La passion du bois pour résister face aux grandes surfaces

Publié le 16/06/2015 à 19:10

La passion du bois pour résister face aux grandes surfaces

Publié le 16/06/2015 à 19:10

Au début des années 1990, le magasin Langevin & Forest s’est trouvé un créneau : le bois. Depuis, ce commerce situé dans l'est de Montréal est devenu la référence des ébénistes et des entrepreneurs qui utilisent ce matériau. Henri Turcot, propriétaire depuis 1988, a amorcé ce virage. Cibler une niche s'est avéré payant. « Je ne crois pas que l'entreprise aurait survécu sinon », dit Marc-André Belisle, aujourd'hui directeur général de l'entreprise.

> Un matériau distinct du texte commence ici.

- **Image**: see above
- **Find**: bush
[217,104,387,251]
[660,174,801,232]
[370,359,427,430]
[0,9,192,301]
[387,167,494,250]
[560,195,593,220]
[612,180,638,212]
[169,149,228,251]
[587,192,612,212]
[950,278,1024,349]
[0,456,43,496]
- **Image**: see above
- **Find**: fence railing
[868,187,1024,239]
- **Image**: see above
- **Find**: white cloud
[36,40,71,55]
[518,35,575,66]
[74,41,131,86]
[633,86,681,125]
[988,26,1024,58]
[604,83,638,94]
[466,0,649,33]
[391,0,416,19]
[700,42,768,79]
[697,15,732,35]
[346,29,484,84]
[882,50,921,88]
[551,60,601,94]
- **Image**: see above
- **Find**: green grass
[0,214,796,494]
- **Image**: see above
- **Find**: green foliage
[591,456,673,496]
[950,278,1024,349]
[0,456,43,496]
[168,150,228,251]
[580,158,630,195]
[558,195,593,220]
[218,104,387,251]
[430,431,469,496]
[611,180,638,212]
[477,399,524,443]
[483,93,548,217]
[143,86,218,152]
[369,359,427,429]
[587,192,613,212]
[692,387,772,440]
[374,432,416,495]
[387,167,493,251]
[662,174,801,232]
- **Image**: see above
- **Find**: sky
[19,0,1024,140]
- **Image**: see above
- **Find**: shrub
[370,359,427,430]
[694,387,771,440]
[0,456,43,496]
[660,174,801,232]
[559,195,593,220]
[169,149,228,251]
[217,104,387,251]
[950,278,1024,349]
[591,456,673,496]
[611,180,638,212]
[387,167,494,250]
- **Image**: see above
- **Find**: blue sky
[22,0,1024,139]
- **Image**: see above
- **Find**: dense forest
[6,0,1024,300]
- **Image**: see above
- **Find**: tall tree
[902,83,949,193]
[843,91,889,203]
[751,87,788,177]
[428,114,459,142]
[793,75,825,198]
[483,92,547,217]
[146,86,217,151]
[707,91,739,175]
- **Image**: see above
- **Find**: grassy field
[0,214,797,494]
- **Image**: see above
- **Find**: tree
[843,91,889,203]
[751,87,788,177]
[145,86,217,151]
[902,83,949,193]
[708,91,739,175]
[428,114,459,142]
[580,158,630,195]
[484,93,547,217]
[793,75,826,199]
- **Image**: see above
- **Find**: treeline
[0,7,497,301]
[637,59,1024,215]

Dans les années 1980 et 1990, l'arrivée des grandes surfaces provoquait la fermeture de plusieurs magasins et bannières pourtant bien établis dans le domaine de la quincaillerie et des matériaux de construction. Langevin & Forest s'est lancé dans la vente du bois franc indigène et exotique, après avoir embauché deux personnes spécialisées en la matière dont le commerce avait fait faillite. « Aujourd'hui, tous les jours, il y a des gens qui franchissent la porte et disent avoir été recommandés par des employés de magasins concurrents», assure M. Belisle.

Langevin & Forest a voulu se positionner comme le magasin offrant le plus grand choix de bois francs et de bois résineux au Québec. Au départ, certaines cours à bois fournissaient les entreprises et les ébénistes. Langevin & Forest a décidé de devenir « un guichet unique pour les ébénistes, les amoureux du bois, les artisans, les entrepreneurs et le grand public », explique Marc-André Belisle.

Cette formule demeure relativement unique. « Si on regarde l'outillage qu'on vend, il y a des entreprises au Québec qui ne vendent que ça. Même chose pour les produits de finition, de teintures, etc. Chez nous, le grand public vient pour poser des questions et repartir avec tout ce dont il a besoin ».

Avec les années, l'espace dédié à la quincaillerie traditionnelle a progressivement laissé sa place au bois et aux accessoires. Langevin & Forest offre aujourd'hui plus de cent essences différentes de bois dans un magasin de 7000 pieds carrés et une cour extérieure s'étalant sur 100 000 pieds carrés.

Sur 8 000 produits en vente dans le magasin, environ 80 % sont du bois et 15 % sont des outils et des accessoires pour le travailler. Langevin & Forest continue d'exploiter cette portion de manière indépendante, alors que sa section de quincaillerie traditionnelle, qui représente 5 % de son inventaire, opère sous la bannière de BMR.

Réseau international de fournisseurs

Se concentrer sur une telle spécialité n'est pas sans défi. « Il faut maintenir un réseau international d'approvisionnement, souligne Marc-André Belisle. On achète dans tous les coins du monde. Donc, il a fallu développer des contacts privilégiés avec certains distributeurs. Et il faut constamment entretenir ce réseau ».

Une niche exige aussi un travail particulier auprès des clients potentiels. Langevin & Forest s'assurent d'être visibles auprès de son public cible en commanditant, entre autres, les activités des écoles d'ébénisterie ou d'associations d'artisans.

« Étant un magasin de destination, on va loin, très loin pour chercher notre clientèle ». M. Belisle aimerait bien ouvrir un autre magasin, mais « ce n'est pas évident parce qu'on développe une bonne expertise. Il faut que je m'assure qu'on ait des gens capables de bien conseiller les clients».

Engouement pour le bois de construction

Grâce à sa boutique en ligne, qui donne accès à près de 7 000 produits, Langevin & Forest commence tout de même à réaliser des ventes auprès de clients en Ontario et au Nouveau-Brunswick.

Vis-à-vis le grand public, il y a « un combat quotidien pour convaincre le client que les prix sont compétitifs », puisque, selon lui, la perception erronée selon laquelle un magasin spécialisé vend ses produits plus cher demeure tenace.

En se concentrant autour d'un créneau, n'y a-t-il pas un risque de devenir vulnérable aux aléas de la mode ? « Comme le coeur de notre entreprise est le bois, on touche une clientèle variée, rétorque M. Belisle. C'est surprenant de voir que lorsque les entrepreneurs achètent moins, ce sont les artisans qui achètent plus. Donc, cela nous permet tout de même de diversifier notre risque ».

S'il remarque que l'industrie de l'ébénisterie semble ralentir depuis une quinzaine d'années, il note en parallèle un engouement pour le bois dans les constructions commerciales en raison de ses vertus écologiques. « Cette clientèle est de plus en plus intéressée à avoir du bois responsable. Je pense que c'est un beau créneau ».